Son olarak, staking ve madencilik düzenlemelerine ilişkin netliğin artması uyum endişelerini hafifletmektedir. SEC’in Şirket Finansmanı Bölümü, İş Kanıtı (PoW) madenciliği ve Hisse Kanıtı (PoS) stake etmenin kendi başlarına menkul kıymet işlemleri oluşturmadığını doğruladı. Bu net duruş, projeler, madenciler ve doğrulayıcılar arasındaki endişeyi hafifletti. Piyasa, stake etmeye odaklanan birçok projede kayda değer kazançlarla karşılık vererek, stake ekosistemlerine yönelik kurumsal güvenin yenilendiğine işaret etti.
Bu gelişmeler tesadüf değildir. SEC Cumhuriyetçi komisyon üyeleri sürekli olarak kripto yanlısı reformlar için bastırdı ve Komisyon Üyesi Peirce’ın “güvenli liman” önerisi Kongre’de ilgi görüyor. Piyasa bu hamleleri cezalandırıcı, yaptırım odaklı politikalardan açık diyalog ve yapısal, kapsayıcı düzenlemelere doğru bir dönüş olarak görerek coşkuyla karşıladı.
İnovasyon muafiyeti uygulanırsa, ABD DeFi endüstrisi nihayet yasal belirsizliğin ötesine geçecek ve ekiplerin iyi tanımlanmış bir yasal çerçeve içinde teknoloji ve iş modellerini geliştirmesine olanak sağlayacaktır. Bu yalnızca yerel projelere fayda sağlamakla kalmayacak, aynı zamanda küresel DeFi üreticilerini ABD’ye dönmeye ikna ederek daha güçlü, daha uyumlu ve rekabetçi bir merkeziyetsiz finans ekosisteminin kurulmasına yardımcı olacaktır.

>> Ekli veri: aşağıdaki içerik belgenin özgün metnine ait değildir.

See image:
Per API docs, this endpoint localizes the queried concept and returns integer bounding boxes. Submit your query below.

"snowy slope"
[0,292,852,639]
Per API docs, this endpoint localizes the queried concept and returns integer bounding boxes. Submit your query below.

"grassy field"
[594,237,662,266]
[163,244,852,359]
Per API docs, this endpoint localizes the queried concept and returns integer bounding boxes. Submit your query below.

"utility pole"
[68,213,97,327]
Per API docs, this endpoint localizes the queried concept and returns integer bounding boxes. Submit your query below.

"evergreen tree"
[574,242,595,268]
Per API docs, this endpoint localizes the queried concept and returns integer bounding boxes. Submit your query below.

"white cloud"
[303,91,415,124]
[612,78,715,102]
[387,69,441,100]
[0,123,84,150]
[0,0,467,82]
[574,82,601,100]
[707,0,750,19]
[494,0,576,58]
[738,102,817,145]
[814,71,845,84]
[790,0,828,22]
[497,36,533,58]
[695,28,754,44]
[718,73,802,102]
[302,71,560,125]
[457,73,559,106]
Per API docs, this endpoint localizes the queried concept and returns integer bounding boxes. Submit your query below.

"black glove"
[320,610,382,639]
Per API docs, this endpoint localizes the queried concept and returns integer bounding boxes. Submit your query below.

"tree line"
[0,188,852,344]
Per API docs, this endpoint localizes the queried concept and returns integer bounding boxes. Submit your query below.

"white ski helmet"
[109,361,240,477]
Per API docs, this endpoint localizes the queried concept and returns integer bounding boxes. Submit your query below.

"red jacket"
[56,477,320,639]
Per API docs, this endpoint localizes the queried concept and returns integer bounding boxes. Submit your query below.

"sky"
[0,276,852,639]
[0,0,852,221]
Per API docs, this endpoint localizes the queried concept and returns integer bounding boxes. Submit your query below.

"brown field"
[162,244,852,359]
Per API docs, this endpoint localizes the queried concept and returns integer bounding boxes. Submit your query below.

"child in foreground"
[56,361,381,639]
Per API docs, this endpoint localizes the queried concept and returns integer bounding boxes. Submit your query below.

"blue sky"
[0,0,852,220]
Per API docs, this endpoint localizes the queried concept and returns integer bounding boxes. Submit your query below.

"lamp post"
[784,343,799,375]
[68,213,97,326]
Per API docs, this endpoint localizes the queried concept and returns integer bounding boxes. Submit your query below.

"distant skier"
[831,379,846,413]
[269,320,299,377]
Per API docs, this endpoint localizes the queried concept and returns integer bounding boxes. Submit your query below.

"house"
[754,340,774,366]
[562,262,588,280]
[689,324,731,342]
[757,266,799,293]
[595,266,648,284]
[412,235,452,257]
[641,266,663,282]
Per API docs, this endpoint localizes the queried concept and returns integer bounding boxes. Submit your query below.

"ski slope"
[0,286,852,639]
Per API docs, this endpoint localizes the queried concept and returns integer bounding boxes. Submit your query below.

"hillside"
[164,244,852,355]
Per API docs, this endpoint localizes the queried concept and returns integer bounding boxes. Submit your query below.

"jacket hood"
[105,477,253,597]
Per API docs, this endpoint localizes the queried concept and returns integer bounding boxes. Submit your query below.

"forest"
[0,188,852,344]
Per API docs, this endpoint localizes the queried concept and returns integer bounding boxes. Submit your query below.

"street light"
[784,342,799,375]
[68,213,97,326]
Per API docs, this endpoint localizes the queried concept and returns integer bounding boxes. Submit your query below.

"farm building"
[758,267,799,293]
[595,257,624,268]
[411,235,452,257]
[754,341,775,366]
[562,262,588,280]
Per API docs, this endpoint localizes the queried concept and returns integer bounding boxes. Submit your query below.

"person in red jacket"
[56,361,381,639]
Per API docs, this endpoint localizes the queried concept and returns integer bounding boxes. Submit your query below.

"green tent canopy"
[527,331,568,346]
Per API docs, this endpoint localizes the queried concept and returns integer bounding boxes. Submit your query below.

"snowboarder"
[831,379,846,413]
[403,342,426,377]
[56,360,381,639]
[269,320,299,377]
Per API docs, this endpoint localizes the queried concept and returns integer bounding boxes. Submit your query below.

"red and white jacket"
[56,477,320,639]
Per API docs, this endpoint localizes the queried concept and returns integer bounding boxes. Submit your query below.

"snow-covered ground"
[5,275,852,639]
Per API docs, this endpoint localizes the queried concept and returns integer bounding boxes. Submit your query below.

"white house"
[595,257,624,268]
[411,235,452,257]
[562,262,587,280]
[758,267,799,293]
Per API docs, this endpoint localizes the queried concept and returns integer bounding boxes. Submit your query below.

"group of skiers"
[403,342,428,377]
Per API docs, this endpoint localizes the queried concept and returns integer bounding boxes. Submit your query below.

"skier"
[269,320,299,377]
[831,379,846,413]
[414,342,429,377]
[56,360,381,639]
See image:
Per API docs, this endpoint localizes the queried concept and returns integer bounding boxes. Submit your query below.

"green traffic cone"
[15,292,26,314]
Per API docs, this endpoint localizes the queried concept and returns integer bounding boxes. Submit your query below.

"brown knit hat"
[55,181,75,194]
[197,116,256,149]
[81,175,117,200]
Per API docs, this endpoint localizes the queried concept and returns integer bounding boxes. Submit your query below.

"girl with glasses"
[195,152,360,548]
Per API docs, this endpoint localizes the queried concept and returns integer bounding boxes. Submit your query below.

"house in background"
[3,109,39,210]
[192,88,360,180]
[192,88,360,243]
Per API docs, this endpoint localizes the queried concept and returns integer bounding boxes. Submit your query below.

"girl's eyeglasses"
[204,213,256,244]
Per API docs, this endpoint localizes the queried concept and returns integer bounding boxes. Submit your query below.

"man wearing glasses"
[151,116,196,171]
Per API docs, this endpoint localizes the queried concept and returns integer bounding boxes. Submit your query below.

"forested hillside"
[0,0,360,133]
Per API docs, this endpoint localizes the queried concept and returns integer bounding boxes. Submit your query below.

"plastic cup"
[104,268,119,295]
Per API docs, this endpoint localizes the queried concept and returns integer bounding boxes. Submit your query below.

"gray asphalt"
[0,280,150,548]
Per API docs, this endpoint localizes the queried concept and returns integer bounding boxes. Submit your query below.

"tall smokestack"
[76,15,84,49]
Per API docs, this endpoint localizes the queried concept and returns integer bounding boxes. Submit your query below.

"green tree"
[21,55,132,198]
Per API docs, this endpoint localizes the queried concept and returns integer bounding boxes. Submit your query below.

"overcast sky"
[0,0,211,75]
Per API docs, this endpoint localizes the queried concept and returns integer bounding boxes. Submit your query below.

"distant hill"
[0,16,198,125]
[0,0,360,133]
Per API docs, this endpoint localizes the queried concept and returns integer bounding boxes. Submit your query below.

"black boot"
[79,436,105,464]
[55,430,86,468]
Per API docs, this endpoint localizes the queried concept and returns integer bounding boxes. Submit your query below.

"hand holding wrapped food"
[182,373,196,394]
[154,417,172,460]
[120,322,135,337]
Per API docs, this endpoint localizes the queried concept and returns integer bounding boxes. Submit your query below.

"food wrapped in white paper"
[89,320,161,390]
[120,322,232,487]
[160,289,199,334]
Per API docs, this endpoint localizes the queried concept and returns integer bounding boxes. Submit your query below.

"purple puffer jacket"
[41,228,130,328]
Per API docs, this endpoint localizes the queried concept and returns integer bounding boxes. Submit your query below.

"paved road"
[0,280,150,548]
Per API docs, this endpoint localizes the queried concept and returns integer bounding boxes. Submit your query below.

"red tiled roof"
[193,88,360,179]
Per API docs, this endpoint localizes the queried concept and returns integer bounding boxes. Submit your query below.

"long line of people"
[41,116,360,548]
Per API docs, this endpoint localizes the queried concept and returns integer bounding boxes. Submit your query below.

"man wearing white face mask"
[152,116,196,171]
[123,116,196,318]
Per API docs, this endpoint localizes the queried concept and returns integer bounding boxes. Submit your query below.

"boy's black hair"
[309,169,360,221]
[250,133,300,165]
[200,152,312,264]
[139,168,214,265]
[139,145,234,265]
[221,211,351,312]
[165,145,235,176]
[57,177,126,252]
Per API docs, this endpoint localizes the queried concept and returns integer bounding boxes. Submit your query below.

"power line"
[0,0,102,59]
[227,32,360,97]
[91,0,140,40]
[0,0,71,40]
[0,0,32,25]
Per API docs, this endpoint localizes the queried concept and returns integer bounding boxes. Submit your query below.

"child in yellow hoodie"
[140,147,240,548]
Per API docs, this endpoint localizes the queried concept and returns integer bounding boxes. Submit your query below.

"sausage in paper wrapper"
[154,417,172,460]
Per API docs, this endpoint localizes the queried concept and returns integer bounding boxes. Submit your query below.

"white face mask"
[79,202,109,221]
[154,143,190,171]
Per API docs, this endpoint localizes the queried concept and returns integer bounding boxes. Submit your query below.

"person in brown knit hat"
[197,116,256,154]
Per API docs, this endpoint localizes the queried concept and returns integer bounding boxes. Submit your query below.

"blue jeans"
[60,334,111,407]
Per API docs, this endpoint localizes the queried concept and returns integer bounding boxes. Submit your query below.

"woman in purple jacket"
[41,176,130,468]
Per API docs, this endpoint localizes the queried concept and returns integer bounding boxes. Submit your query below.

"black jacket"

Cumhuriyetçi SEC komiserlerinin desteği, düzenleyicilerin DeFi’nin özünü anlama ve yasal çerçeveleri buna göre uyarlama niyetine işaret ediyor. Daha geniş kripto sektörü için bu değişim, düzenleyici bir pivottan daha fazlasını temsil ediyor; yenilik, sorumluluk ve özgürlüğü yeniden tanımlayabilir. DeFi’nin yıllarca süren baş döndürücü büyümesi ve düzenleyici belirsizliğin ardından SEC’in son reformları, geleneksel finans ile yakınlaşma ve sürdürülebilir sektör olgunluğu için yeni bir umut sunuyor.